自治体組織

診療所勤務初日、消防の袢纏、帽子、手ぬぐいをいただいた記憶がある。名札より最初に渡されたので大変驚いた。事務長の解説だと「くらいの高い」星マークとの事だっだ。

 

総合防災訓練は毎年大がかりなものであった。「トリアージ」も今でこそ一般化したが、まだ普及されておらず、何かの会で隣席された大学病院の救急科の教授に申し出て、トリアージの資料や赤・黄・緑のタグを数枚分けて頂いた。みなで勉強し、お手製のタグを複製した。

 

総合防災訓練を控えて自治体首長に計画書を提出した。タイトルは「はじめに命ありき」。中学校の校庭に到着する防災ヘリコプターに救急車でトリアージした負傷者を搬送するというシナリオだった。

 

消防団、地域住民、NTTその他関連企業沢山の人の視線を感じながらダミー人形をストレッチャーで運び、ヘリへ乗せた。
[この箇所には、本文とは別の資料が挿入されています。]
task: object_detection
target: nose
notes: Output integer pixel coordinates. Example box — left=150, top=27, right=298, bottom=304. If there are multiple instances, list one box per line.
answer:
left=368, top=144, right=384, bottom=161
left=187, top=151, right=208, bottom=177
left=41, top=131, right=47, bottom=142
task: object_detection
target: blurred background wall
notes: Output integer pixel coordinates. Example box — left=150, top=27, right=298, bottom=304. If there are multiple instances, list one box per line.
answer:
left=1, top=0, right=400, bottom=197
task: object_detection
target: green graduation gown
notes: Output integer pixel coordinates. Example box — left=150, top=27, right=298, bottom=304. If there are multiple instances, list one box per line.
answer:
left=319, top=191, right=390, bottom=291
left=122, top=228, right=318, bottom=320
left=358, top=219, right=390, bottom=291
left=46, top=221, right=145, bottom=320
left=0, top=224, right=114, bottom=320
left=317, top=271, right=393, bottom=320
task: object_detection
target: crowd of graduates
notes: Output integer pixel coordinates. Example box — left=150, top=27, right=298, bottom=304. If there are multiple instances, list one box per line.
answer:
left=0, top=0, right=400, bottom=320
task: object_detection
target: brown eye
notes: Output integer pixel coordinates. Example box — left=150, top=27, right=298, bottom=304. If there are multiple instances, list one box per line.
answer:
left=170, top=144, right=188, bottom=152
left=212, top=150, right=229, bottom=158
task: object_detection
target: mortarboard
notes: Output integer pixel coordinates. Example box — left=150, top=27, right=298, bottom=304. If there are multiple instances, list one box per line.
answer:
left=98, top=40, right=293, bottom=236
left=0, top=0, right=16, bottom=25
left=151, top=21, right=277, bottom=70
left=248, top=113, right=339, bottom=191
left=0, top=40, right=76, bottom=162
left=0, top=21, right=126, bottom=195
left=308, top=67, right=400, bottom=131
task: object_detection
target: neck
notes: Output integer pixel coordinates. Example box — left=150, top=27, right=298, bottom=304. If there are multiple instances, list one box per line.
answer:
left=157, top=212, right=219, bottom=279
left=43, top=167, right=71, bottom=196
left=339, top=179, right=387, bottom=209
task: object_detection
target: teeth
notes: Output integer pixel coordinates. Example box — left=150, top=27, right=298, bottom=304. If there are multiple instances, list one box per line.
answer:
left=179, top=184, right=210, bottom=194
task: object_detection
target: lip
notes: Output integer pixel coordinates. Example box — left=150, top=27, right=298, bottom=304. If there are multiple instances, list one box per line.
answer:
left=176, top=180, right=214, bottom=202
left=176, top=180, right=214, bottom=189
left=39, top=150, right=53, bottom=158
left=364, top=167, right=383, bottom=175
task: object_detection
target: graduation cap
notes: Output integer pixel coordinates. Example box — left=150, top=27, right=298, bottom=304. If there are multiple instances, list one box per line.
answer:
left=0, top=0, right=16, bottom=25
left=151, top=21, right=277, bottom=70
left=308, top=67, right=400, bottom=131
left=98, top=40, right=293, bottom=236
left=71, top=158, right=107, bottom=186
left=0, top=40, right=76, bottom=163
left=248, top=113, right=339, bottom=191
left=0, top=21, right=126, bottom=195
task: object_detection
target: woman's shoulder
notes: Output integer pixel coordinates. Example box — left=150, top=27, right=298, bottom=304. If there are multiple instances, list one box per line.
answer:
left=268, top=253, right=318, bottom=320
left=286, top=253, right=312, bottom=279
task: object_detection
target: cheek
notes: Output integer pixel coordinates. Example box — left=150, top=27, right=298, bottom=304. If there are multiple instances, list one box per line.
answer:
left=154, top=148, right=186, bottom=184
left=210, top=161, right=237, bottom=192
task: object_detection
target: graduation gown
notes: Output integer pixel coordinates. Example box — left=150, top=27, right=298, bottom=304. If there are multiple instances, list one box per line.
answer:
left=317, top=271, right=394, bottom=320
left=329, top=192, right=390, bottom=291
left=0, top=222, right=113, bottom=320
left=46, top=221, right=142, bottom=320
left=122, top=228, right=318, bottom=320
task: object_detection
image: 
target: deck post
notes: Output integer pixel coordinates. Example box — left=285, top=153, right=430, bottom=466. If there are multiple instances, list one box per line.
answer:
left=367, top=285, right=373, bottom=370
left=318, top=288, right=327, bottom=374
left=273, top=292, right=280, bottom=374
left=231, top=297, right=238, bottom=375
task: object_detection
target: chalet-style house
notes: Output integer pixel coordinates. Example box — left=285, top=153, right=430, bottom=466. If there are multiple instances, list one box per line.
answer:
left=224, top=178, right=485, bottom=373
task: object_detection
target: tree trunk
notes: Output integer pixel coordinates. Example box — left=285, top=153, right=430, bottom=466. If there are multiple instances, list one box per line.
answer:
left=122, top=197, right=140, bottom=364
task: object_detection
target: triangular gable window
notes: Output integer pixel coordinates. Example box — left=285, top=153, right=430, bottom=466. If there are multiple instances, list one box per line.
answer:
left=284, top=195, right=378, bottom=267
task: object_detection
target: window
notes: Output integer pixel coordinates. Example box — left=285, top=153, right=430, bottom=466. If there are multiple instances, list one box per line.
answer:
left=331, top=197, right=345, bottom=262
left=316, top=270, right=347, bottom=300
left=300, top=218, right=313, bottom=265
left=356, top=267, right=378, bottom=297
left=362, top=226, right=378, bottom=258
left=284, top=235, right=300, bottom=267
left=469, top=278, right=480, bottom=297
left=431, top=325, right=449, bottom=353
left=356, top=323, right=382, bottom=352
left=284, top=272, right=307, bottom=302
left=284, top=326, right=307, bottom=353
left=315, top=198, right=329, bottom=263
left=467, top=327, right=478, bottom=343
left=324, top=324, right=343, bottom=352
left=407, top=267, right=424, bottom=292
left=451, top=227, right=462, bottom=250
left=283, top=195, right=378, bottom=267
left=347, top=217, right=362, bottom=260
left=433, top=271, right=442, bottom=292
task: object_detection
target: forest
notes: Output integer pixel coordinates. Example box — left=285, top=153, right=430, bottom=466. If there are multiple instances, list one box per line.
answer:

プロペラの音が大きくて会話ができない状況で使用される手信号が解らずにもどかしかった。

 

見学者が「感動で涙が出たけれど、実際ヘリコプターが見えてこちらから手を振っても乗務員は発見できないよな」と冷静だった。

 

診療所を24時間オープンにしてほしいという住民の希望は少なくなかった。診療所にどんな機能を求めるのかでオープンの仕方にもさまざまな準備が必要になってくる。人件費は膨大になるし、スタッフの安全の確保もまた頭の痛い問題であった。しかし問題提起しても、それに対する開設者の答えは的を得ていなかった。電子カルテ化したときは国道の下を通る国土交通省の光ファイバーを無償で貸してくれるとの事だったので、県立病院でもこちらのカルテや患者情報を閲覧できるようにしてほしいと申し出たが、県立病院側で「メリットがない」と相手にされなかった。そして今はチャットの時代である。

 

安心のカタチと値段。

 

自治体病院の累積赤字はいつも問題になる。医師の確保も市町村まかせ。住民も診療所をもっと機能的にしたいという希望もなく、自家用車で近隣の市町村のクリニックを受診する。

 

出来ること出来ないこと。はじめに命ありき、の次に、いのちの営みと維持のために医療そして安心のための医療周辺業務をどのように考えるのか、県立病院、国保系自治体病院はどのようにあるべきなのか?あの時悩んだ事柄がまた次々と思い出される。

 

田老病院で奮闘する青年医師の言葉が懐かしい。「僕をここに踏みとどまらせるのは、情け、ですよ」どうかお体に気を付けて。お手伝いに行きたくても受け入れ体制が整っていないということです。